What’s a country to do with a millions-strong plague of crop-munching rodents? Ideas abound for Spain’s Castille-Leon region to quell its infestation: Burn them. Drown them. Choke them with engine exhaust. Squish them with a rolling pin attached to a plow.
Then there’s this high-tech doozy from a government veterinarian: Zap these mouse-like animals called voles with earsplitting ultrasound, using a cross between the Pied Piper ploy and a military pincer movement to herd them together for a collective death blow with water or fire.
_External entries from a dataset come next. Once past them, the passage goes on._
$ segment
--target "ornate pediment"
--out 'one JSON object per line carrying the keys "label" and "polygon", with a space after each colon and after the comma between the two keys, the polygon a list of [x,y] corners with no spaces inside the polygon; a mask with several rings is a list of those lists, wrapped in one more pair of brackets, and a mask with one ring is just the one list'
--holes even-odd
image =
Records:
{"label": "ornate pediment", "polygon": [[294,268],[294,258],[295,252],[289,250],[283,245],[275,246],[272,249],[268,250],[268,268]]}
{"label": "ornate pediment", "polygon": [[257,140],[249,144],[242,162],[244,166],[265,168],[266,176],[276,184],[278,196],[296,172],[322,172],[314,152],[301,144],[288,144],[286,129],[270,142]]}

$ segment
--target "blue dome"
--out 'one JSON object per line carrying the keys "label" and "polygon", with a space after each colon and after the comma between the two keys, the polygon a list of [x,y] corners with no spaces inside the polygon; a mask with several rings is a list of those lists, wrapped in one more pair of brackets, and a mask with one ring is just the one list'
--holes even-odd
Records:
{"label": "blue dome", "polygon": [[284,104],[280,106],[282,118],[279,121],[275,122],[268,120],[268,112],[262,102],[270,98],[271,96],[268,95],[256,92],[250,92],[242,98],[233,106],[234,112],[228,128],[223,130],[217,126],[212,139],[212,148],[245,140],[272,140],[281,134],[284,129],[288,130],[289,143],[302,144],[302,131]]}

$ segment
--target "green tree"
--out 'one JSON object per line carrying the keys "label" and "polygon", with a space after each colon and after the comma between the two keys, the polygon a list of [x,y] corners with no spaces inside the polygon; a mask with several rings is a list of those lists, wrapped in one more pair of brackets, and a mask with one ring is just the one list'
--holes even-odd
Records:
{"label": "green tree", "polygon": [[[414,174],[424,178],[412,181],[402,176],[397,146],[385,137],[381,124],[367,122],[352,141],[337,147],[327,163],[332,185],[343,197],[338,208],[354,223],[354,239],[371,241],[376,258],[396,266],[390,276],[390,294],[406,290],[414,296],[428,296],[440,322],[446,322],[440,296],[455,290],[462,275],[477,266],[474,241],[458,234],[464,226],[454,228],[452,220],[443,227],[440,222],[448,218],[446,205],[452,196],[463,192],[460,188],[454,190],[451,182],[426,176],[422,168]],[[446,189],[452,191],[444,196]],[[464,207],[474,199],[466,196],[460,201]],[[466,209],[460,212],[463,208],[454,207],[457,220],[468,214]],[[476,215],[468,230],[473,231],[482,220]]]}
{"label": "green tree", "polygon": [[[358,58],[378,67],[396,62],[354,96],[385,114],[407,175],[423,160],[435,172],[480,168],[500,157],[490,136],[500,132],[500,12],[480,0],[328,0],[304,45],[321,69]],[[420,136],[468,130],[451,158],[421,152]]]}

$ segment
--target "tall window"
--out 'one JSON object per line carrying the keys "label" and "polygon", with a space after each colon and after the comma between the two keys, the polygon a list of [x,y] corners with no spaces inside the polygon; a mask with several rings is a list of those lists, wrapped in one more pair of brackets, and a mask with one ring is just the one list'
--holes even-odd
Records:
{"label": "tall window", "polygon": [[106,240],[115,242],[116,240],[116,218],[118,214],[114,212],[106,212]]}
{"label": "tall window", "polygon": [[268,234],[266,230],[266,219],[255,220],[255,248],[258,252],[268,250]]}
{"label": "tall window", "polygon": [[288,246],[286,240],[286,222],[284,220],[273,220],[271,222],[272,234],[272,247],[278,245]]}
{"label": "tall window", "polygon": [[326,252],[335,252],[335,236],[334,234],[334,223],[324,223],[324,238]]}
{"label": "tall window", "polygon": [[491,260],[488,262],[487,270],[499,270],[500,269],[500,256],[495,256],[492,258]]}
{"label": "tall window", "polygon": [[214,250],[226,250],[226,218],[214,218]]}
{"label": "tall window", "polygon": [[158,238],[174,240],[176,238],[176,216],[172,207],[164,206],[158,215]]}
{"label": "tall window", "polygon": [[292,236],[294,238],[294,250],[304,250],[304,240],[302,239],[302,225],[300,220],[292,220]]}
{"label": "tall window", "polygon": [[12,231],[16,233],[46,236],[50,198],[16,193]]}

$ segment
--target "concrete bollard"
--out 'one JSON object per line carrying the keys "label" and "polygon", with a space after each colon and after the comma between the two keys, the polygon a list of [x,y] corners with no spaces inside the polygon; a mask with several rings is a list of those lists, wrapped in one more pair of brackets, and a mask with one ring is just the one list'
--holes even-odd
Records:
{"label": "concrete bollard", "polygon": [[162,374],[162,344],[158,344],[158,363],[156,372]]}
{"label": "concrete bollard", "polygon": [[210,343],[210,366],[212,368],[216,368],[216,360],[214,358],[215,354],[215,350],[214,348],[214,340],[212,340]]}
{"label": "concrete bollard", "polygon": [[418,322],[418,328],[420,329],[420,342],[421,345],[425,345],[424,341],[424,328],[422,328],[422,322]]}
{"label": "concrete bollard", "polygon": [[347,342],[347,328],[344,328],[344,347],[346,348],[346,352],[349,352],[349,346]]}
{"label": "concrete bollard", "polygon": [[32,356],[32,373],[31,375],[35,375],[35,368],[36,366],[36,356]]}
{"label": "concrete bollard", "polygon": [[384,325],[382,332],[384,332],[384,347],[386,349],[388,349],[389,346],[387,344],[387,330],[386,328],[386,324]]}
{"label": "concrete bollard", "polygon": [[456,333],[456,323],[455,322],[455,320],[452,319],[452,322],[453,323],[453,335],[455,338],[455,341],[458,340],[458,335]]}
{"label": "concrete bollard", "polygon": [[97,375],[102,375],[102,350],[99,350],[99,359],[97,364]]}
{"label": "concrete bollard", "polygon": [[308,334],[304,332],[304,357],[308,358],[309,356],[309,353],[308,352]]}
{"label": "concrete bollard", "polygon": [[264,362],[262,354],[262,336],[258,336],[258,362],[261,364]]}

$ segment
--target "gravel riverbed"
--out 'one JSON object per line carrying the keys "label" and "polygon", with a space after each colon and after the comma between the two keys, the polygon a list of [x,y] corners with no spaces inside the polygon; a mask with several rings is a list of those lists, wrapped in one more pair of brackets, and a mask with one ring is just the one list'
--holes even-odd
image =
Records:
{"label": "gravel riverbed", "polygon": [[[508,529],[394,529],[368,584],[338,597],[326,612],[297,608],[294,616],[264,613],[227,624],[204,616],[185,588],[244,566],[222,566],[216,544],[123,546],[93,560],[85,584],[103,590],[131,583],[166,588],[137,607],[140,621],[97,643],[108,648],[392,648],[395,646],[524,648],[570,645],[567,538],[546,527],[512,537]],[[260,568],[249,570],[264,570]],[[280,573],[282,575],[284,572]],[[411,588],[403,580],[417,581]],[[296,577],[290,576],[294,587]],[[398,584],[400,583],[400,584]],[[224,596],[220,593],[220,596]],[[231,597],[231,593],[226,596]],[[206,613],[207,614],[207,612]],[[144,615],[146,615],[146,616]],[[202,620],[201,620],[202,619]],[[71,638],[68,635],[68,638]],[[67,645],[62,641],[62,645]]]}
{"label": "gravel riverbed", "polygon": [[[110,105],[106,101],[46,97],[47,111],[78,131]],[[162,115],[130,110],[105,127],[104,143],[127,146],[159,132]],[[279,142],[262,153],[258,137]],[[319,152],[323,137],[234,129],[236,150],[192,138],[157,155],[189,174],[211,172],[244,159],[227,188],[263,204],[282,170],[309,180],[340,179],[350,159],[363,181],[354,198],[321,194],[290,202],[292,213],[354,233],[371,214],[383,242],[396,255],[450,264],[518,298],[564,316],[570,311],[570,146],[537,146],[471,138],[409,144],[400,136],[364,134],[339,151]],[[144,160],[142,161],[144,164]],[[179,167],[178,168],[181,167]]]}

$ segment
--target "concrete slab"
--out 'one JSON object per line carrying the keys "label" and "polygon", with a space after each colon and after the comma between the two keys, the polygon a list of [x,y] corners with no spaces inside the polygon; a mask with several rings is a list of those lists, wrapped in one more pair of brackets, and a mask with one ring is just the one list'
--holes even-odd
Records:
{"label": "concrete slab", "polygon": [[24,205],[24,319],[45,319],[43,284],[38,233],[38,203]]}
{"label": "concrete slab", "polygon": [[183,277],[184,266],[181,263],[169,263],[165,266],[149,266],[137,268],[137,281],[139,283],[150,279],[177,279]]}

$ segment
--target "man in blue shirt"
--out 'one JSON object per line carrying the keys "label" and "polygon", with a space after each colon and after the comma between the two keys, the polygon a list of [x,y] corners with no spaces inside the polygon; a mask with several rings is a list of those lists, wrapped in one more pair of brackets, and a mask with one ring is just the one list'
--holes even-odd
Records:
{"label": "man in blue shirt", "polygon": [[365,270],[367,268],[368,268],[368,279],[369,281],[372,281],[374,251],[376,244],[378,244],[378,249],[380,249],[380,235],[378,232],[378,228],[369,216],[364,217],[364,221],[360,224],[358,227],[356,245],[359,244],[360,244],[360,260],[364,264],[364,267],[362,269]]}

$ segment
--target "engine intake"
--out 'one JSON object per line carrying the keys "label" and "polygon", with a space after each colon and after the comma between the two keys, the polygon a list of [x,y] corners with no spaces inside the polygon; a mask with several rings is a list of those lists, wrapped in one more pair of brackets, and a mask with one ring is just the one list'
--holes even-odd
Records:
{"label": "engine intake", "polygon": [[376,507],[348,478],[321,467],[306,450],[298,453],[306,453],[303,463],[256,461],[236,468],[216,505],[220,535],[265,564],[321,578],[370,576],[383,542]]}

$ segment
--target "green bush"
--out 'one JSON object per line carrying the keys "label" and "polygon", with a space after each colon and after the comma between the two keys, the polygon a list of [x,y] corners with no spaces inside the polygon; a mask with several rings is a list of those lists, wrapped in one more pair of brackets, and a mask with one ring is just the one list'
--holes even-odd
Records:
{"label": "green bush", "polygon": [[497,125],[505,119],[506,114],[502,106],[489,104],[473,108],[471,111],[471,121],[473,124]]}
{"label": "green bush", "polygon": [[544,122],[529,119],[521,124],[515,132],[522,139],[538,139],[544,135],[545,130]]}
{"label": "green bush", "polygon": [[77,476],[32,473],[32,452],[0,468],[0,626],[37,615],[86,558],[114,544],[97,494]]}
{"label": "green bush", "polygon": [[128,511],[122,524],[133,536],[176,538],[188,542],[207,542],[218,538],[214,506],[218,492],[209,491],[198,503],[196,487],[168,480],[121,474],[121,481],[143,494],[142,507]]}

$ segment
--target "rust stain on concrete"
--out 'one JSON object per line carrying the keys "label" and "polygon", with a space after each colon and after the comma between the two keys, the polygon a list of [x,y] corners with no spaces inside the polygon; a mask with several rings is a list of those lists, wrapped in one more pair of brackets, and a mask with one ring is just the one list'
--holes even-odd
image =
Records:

The government of Castille-Leon, a northern region that is one of Spain’s agricultural heartlands, began burning harvested farmland last week to try to wipe out an invasion that had been brewing for months but has now mushroomed into an agricultural nightmare.
Farm organizations initially estimated the mysterious vole infestation at 7.5 million wee intruders. But Jose Carlos Pinero, a veterinarian with the Castille-Leon regional health department and proponent of the ultrasound eradication idea, said Tuesday that scientists now believe there are hundreds of millions of the pests — perhaps as many as 700 million.
Voles give off a characteristic odor and the plague is so intense you can smell the critters — live ones, not rotting bodies — as you drive around, he said.
“The other day I was driving along the highway and the smell was overpowering,” Pinero said from Valladolid, the regional capital.
Grain crops have been devastated and the voles are now turning their appetites to summer crops like potatoes, grapevines and beets.
The government says it is flummoxed as to what is causing the infestation, although Pinero blames it on a mild winter — freezing temperatures kill off many voles — and an abundance of spring rain that led to bountiful harvests and a rodent feast.
Pinero presented his ultrasound plan to the government on Monday and said he expects an answer soon because the infestation is at crisis level.
It would work like this: zap the animals with ultrasound devices — they are inaudible to humans but excruciating for voles — from two directions, shooing them toward a designated point where they could be drowned or burned.
Pinero likened it to the Brothers Grimm tale of the piper who lures a plague of rats out of a town with irresistible music.
Other weapons are being considered as well.
From cyberspace, Internet contributors offer up ideas like piping motorcycle exhaust fumes into vole holes, stuffing the holes with rags soaked with gasoline or even electrifying them.
Pablo Villar, mayor of the town of Villalar de los Comuneros, population 500, tried out a makeshift extermination device Tuesday: a huge iron tube tied the back of a farm plow. The idea is to loosen the soil and uncover the voles’ hideouts, then crush them with the roller.
The result was so-so. “The roller did not kill as many animals as we thought it would,” he said in a telephone interview, adding that he will try again with a heavier one. The streets of his village used to be crawling with voles, until he set up a perimeter of poison.
“I am simply not going to allow voles to live here with me,” he said.